Y, por si esto fuera poco, la mecánica cuántica añade que las inexorables cadenas de causas y efectos que hacen del mundo un lugar ordenado y previsible, no son más que la superficial apariencia macrofísica de un inconcebible microcosmos donde reina el azar.
Podríamos sumar a la lista una quinta herida, infligida en el corazón mismo de nuestra racionalidad por los teoremas de Gödel, que introdujeron en el aparentemente imperturbable campo de la lógica el concepto de indecidibilidad. No sólo no controlamos plenamente la elusiva realidad exterior, sino ni siquera nuestros propios constructos mentales: como demostró Gödel en 1931, no podemos enunciar sistemas lógicos de una cierta complejidad (como, por ejemplo, la aritmética elemental) que sean coherentes y completos, pues siempre contendrán proposiciones indecidibles, es decir, de las que no podremos decir si son ciertas o falsas.
Corren, pues, malos tiempos para el dogmatismo. Pero, paradójicamente, también son tiempos difíciles para el pensamiento libre (valga el pleonasmo, ya que si no es libre no es pensamiento). Pues el establishment, que intenta llevar todas las aguas a su molino y triturar en él todas las ideas potencialmente subversivas, ha derivado de las fecundas corrientes relativizadoras del siglo XX el espúreo relativismo posmoderno de los «nuevos filósofos», el «pensamiento débil» y las diversas trivializaciones del estructuralismo, entre otras mixtificaciones. «Los grandes discursos globalizadores ya no sirven», dicen los voceros de un neoliberalismo ferozmente globalizador, y al decirlo señalan con dedo acusador o gesto displicente hacia el marxismo.
Pero, por el contrario, los discursos globalizadores son más posibles y más necesarios que nunca. Y no tienen nada que ver con el dogmatismo.
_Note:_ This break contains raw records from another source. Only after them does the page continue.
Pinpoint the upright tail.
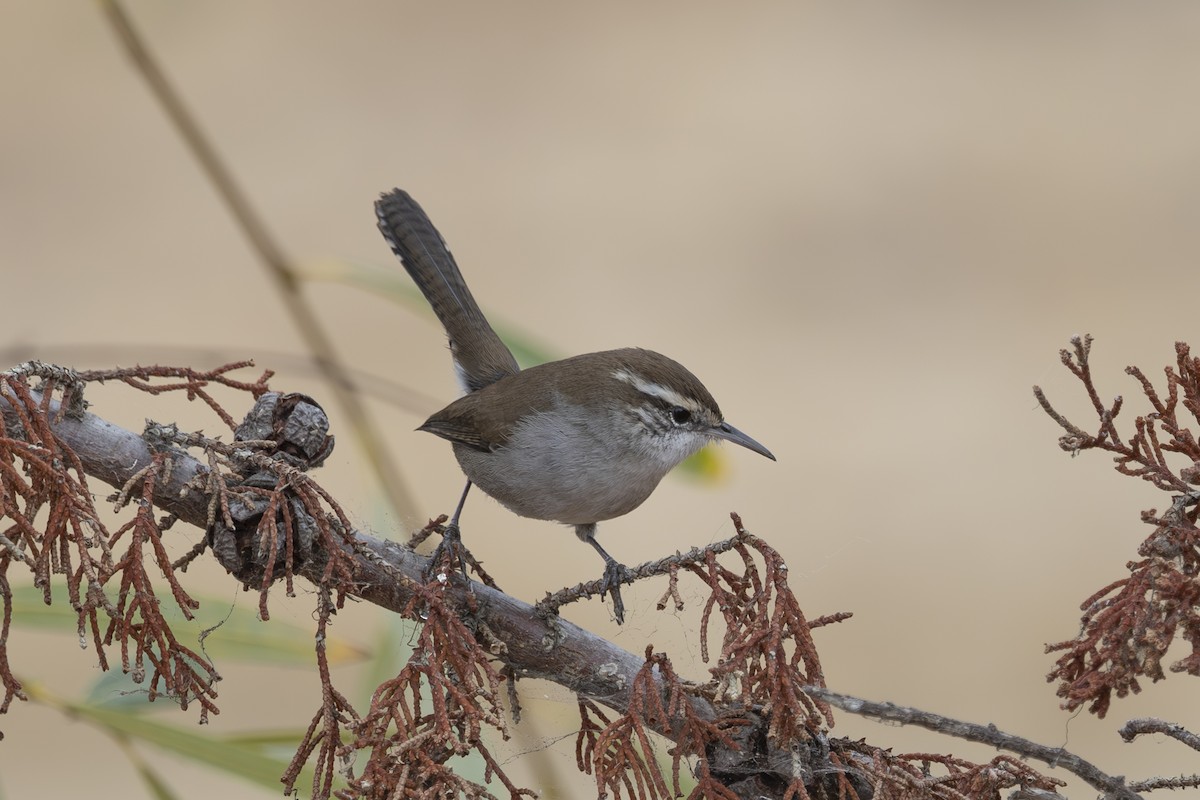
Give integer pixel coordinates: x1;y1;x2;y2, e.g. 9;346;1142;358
376;188;520;392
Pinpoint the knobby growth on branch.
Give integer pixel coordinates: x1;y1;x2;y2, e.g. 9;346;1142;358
1033;336;1200;717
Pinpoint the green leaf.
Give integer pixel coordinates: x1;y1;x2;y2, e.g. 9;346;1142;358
26;684;312;796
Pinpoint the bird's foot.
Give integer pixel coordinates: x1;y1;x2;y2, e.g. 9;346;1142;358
600;559;634;625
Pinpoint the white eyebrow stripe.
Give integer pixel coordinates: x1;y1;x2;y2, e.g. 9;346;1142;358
612;368;697;409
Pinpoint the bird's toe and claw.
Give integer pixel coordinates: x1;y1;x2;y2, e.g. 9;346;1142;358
600;559;634;625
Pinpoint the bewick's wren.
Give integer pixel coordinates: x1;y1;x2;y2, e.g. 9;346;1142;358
376;190;775;622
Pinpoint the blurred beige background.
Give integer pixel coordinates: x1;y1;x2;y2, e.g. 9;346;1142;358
0;0;1200;798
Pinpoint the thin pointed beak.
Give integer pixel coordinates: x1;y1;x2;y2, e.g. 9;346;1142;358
710;422;775;461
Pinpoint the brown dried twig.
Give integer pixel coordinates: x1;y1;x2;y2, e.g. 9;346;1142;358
1033;336;1200;716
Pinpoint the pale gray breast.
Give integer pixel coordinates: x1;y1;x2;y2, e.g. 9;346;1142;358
454;402;703;525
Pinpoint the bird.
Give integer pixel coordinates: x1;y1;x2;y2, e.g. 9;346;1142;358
376;188;775;624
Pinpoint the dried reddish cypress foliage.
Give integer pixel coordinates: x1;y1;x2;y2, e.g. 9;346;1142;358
1033;336;1200;716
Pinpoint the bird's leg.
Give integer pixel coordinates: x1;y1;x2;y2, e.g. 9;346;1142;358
575;523;630;625
426;481;475;587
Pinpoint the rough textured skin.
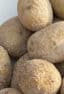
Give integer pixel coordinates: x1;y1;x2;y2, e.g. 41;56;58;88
53;17;62;23
61;78;64;94
18;0;53;31
0;17;31;57
0;46;12;89
11;59;61;94
12;53;30;89
55;62;64;77
17;53;30;62
50;0;64;19
27;21;64;63
0;88;21;94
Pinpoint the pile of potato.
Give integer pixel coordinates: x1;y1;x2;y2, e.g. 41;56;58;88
0;0;64;94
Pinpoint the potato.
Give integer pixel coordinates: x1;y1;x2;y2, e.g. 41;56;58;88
55;62;64;77
0;46;12;89
61;78;64;94
11;59;61;94
27;21;64;63
0;88;21;94
0;17;32;57
50;0;64;19
18;0;53;31
17;53;30;62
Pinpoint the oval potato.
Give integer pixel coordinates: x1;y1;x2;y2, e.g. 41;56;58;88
27;21;64;63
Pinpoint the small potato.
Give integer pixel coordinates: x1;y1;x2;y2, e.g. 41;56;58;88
0;17;32;57
55;62;64;77
27;21;64;63
60;78;64;94
0;46;12;89
50;0;64;19
11;59;61;94
17;53;30;62
0;88;21;94
18;0;53;31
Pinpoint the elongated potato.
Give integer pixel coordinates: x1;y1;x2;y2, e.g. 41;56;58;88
0;46;12;89
28;21;64;63
0;88;21;94
0;17;32;57
18;0;53;31
60;78;64;94
11;59;61;94
50;0;64;19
De hecho, el más globalizador (y eficaz) de los discursos, el discurso científico, es a la vez el menos dogmático, el más consciente de su provisionalidad y de sus límites. Unos límites que la relatividad, la mecánica cuántica y los teoremas de Gödel, entre otros grandes logros intelectuales del último siglo, han definido con una claridad deslumbrante, provocando un cambio de paradigma que, lejos de debilitar el pensamiento, lo ha fortalecido extraordinariamente. Un cambio de paradigma que, hasta hoy, sólo de forma superficial, cuando no mixtificadora, ha dejado sentir su influencia fuera del campo estrictamente científico. Y, por tanto, una de las más urgentes tareas que nos impone el turbulento siglo que empieza es la de asimilar, difundir y poner al servicio de la sociedad las trascendentales hazañas intelectuales del anterior.
Una dialéctica sin dogmas, hija del marxismo del siglo XIX y de la ciencia del siglo XX, tiene que ser el instrumento teórico del socialismo sin represión y sin fronteras del siglo XXI.
* Carlo Frabetti – Escritor y matemático.